Faz esta advertência ao considerar que a palavra lida, a linguagem comunicada de maneira impressa, tem um efeito no cérebro que completa e complementa o que é lido. Por outro lado, o autor de Conversa na Catedral, afirmou que “as imagens não produzem o mesmo mecanismo de transformação da maneira que as palavras, ao serem lidas, criam imagens. Na leitura há um esforço criativo e intelectual que quase é eliminado com o visual”.
O autor de A Guerra do Fim do Mundo defende a criação de mecanismos para que isto não aconteça: “Porque pode acontecer um retrocesso para a barbárie; um mundo sem liberdade, manipulado a partir dos poderes, tendo a tecnologia a seu favor”. O escritor deixou claro que é partidário da tecnologia, à qual agradece muitas coisas, e vê outras muito positivas, como o acesso à cultura.
Vargas Llosa: “Já tenho o título: ‘Cinco esquinas’”
Mario Vargas Llosa, que alguns de seus amigos chamavam de Varguitas e ganhava a vida no colégio militar Leoncio Prado escrevendo histórias picantes para ganhar uns trocados, continua sendo aquele adolescente cujo amor pela literatura o faz viver cada episódio de sua vida com as letras em um acontecimento digno de alvoroço. Acaba de voltar de Lima, onde viveu nos últimos meses depois de sua arriscada aventura como ator de teatro, e antes de ir à Ifema falar com o diretor de EL PAÍS, encontrou-se em sua casa com sua editora, Pilar Reyes, da Alfaguara. Enquanto a abraçava, falou com aquele alvoroço adolescente de Varguitas:
- Já tenho o título! Vai se chamar Cinco Esquinas!
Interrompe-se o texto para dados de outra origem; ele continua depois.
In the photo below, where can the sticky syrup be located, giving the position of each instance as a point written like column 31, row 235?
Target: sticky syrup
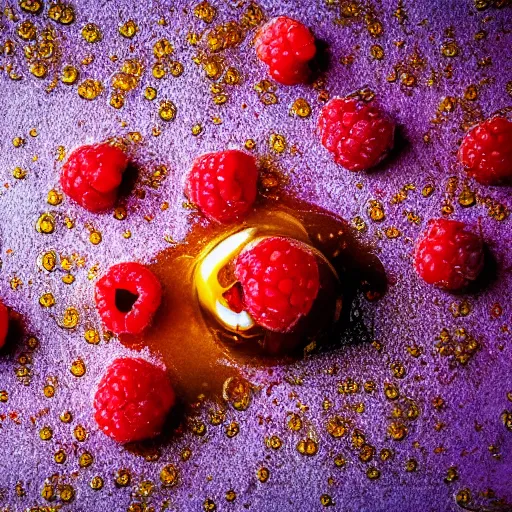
column 199, row 354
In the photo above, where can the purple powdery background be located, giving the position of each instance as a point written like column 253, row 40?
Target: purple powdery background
column 411, row 313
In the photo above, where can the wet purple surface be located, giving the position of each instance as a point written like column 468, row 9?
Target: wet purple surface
column 474, row 438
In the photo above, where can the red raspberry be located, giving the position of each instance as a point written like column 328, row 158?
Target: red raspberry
column 358, row 134
column 223, row 185
column 132, row 400
column 4, row 323
column 286, row 46
column 127, row 297
column 448, row 256
column 486, row 152
column 92, row 175
column 280, row 281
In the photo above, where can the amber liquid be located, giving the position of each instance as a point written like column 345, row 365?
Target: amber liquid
column 199, row 354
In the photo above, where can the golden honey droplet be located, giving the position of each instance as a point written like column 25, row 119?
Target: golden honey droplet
column 250, row 144
column 47, row 300
column 162, row 48
column 62, row 13
column 463, row 497
column 68, row 279
column 90, row 89
column 124, row 82
column 85, row 460
column 95, row 238
column 92, row 336
column 66, row 493
column 60, row 457
column 39, row 70
column 232, row 429
column 167, row 110
column 158, row 71
column 337, row 427
column 205, row 12
column 17, row 142
column 237, row 391
column 326, row 500
column 31, row 6
column 96, row 483
column 447, row 104
column 307, row 447
column 78, row 368
column 47, row 492
column 263, row 474
column 129, row 29
column 49, row 391
column 277, row 142
column 274, row 442
column 19, row 173
column 45, row 224
column 123, row 478
column 392, row 232
column 375, row 28
column 80, row 433
column 377, row 52
column 301, row 108
column 376, row 211
column 169, row 475
column 70, row 318
column 150, row 93
column 27, row 31
column 209, row 505
column 449, row 49
column 46, row 433
column 66, row 417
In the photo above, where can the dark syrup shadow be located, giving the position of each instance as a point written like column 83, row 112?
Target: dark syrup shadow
column 15, row 334
column 321, row 62
column 130, row 177
column 487, row 277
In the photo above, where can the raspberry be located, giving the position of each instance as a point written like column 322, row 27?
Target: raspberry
column 359, row 135
column 286, row 46
column 223, row 185
column 92, row 174
column 4, row 323
column 280, row 281
column 132, row 400
column 127, row 297
column 486, row 152
column 448, row 255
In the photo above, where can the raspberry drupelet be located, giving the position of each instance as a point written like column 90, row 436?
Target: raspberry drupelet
column 4, row 323
column 358, row 134
column 92, row 175
column 286, row 46
column 223, row 185
column 127, row 297
column 448, row 255
column 280, row 281
column 132, row 400
column 486, row 152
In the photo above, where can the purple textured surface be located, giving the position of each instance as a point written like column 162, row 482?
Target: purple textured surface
column 474, row 438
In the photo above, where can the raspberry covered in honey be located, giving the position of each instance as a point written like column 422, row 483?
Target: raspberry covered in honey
column 132, row 400
column 127, row 297
column 92, row 174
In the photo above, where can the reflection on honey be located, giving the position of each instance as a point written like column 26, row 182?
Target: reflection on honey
column 200, row 354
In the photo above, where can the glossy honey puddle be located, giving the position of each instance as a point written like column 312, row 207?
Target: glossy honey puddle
column 199, row 353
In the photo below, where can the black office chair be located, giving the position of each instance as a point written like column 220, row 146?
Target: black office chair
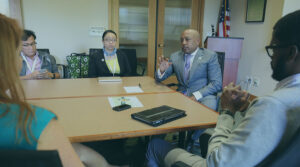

É o autor de títulos que chegaram a se tornar frases comuns, como A Cidade e os Cães, A Guerra do Fim do Mundo e A Festa do Bode, todos eles escolhidos assim que começou a escrever, pois ter o título desde o princípio serve como guia para a escrita, confessou depois a Caño. Já este último, Cinco Esquinas, ofereceu resistência, um dos mais difíceis, até que a solução veio na noite anterior, ao chegar a Madri, sua segunda residência na Terra depois de Lima. Um título, disse, organiza tudo, coloca em circulação sua mão para continuar com as incontáveis correções que faz nos sucessivos rascunhos de seus manuscritos. Sempre, como aconteceu com O Paraíso na Outra Esquina, esses títulos resistem a aparecer; "e sobretudo nesta ocasião: vou começar com o segundo rascunho e já tenho um título". Como uma criança, o escritor de 79 anos oferecia a sua editora esse furo como um presente que mais tarde compartilharia com a audiência do Fórum do Espanhol.
Cinco Esquinas se passa em Lima, no bairro de mesmo nome, que já foi elegante embora agora esteja em decadência. Lima volta a ser o cenário, como nos principais romances de sua primeira etapa. E essa Lima lhe deu outra vez a realidade que o autor de A Verdade das Mentiras está transformando no romance cujo título acaba de escolher em Madri e que no sábado revelou como quem envia a um editor o envelope de seu primeiro manuscrito.
Em relação ao entusiasmo vivido hoje pelas séries de televisão que alguns homologam a função que desempenha a literatura, o criador de A Festa do Bode acha que são produtos bons e são divertidos, mas “totalmente efêmeros”. Por isso considera importante defender o livro, “a leitura não só entretém, mas produz um efeito mais profundo, cria cidadãos mais responsáveis e críticos, e contribui para um mundo melhor”.
Realidades, utopias e distopias à qual chegaram Vargas Llosa e Caño meia hora depois de uma conversa nascida sob o título de A linguagem e o jornalismo. E linguagem é a palavra que une esses dois ofícios. Os dois estão feitos do mesmo material, mas sua missão e destino são diferentes. Mostram as duas caras da natureza da linguagem: paixão, imaginação e nenhum limite na literatura e na razão, realidade e leis claras no jornalismo. É verdade que as duas dividem fronteiras, às vezes movediças. “O jornalismo tem uma linguagem mais impessoal a serviço de um objetivo que é comunicar, sem renunciar à criatividade. A literatura tem uma linguagem mais visível, mais criativa”, opinou Vargas Llosa minutos antes de dialogar com Antonio Caño. Para o diretor do EL PAÍS, trata-se de duas artes que “nem sempre são bons sócios. E funciona se a literatura consegue imprimir no jornalista a capacidade de transmitir ideias e contar melhor os fatos”.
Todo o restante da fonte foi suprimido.